There is also the question of whether any standardized test is adequate or needed to evaluate certain sorts of student learning. There was a time when we were happy with Miss Goodteacher’s judgment that her class knew how to read. There are doubtless cases where we can’t trust instructors’ judgments. But is there reason, especially in college-level work, to think that this is generally the case?Sometimes, when I complain about the effect that high-stakes testing is having on K-12 education, I get asked: “But how else can we tell if students are learning, or if teachers and schools are performing well?” I’m never sure what to say first in response to that question. Part of me wants to say, “Yes, it would be great if there were an objective measure of those things, but wishing doesn’t make it so.” Another part wants to say, “But the benefits of using such an imperfect way to assess those things might be far outweighed by the ill effects of using it -- for example, by the increasingly narrow focus of schools on one or two goals -- ‘teaching to the test’ -- at the expense of all others.”
But usually what I end up saying is: “Hire good people, give them enough pay and enough autonomy that they’ll stick around and develop wisdom and judgment, and then let them use their wisdom and judgment.” Many people seem to find that unthinkable, and would much prefer the false security of a number, regardless of what that number represents and how that assessment distorts the educational process.

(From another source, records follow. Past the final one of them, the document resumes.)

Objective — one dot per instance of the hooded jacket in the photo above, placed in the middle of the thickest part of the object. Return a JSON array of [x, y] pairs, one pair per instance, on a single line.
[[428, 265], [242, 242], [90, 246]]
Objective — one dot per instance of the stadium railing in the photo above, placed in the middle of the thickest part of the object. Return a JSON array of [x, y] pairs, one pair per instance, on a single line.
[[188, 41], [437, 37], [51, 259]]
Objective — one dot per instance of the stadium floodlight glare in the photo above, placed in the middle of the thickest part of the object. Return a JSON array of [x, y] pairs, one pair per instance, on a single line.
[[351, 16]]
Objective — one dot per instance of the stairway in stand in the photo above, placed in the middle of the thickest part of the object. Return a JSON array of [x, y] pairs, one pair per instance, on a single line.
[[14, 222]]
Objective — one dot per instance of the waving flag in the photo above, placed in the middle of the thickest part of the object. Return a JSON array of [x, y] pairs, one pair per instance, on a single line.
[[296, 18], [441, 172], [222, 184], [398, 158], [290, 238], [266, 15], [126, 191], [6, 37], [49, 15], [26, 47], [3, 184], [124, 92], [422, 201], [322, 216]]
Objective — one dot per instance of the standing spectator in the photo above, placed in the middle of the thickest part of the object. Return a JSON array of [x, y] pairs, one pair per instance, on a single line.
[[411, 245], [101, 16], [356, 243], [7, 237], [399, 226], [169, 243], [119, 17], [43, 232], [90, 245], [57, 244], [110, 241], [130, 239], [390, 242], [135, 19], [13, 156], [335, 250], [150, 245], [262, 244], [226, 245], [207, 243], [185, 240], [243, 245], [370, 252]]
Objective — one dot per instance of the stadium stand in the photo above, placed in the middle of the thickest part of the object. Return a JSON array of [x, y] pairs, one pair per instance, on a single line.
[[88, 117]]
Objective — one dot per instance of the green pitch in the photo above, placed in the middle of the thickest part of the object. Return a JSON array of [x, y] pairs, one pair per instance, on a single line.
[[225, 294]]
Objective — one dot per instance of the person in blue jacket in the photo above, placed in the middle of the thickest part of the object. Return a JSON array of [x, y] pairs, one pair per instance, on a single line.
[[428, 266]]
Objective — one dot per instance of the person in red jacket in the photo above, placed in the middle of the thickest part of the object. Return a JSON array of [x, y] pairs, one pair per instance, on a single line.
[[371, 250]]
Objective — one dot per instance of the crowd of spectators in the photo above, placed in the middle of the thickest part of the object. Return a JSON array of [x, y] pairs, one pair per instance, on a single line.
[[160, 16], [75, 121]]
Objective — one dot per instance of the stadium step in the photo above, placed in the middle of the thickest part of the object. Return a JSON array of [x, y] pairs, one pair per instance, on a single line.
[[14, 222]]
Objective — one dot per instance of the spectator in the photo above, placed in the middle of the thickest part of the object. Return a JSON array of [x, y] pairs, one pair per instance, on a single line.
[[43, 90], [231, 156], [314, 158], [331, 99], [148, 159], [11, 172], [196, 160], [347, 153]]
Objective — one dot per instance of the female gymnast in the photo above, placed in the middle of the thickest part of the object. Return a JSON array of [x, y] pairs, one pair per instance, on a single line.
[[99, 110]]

Yet my answer is a pretty close description of how our higher education system works. It’s also a pretty good description of Finland’s vaunted educational system. Is it so outlandish to think it might work in our K-12 schools?
I think people distrust that approach because they don’t have faith that our K-12 teachers would have the good judgment necessary to make it work. But isn’t that a self-fulfilling prophecy? We rely more on standardized tests, and teachers are forced to teach to those tests, and their teaching itself becomes standardized, and they have less autonomy in the classroom, and their jobs become less satisfying, and good teachers leave the profession, and fewer qualified people become teachers, and so we trust them even less to have good judgment, and so on. Is that a recipe for good education?
It sometimes seems like people are desperate to find some scientific substitute for individual human judgment. But if we can’t count on our educators to have good judgment, how can we count on them to make good use of standardized test data?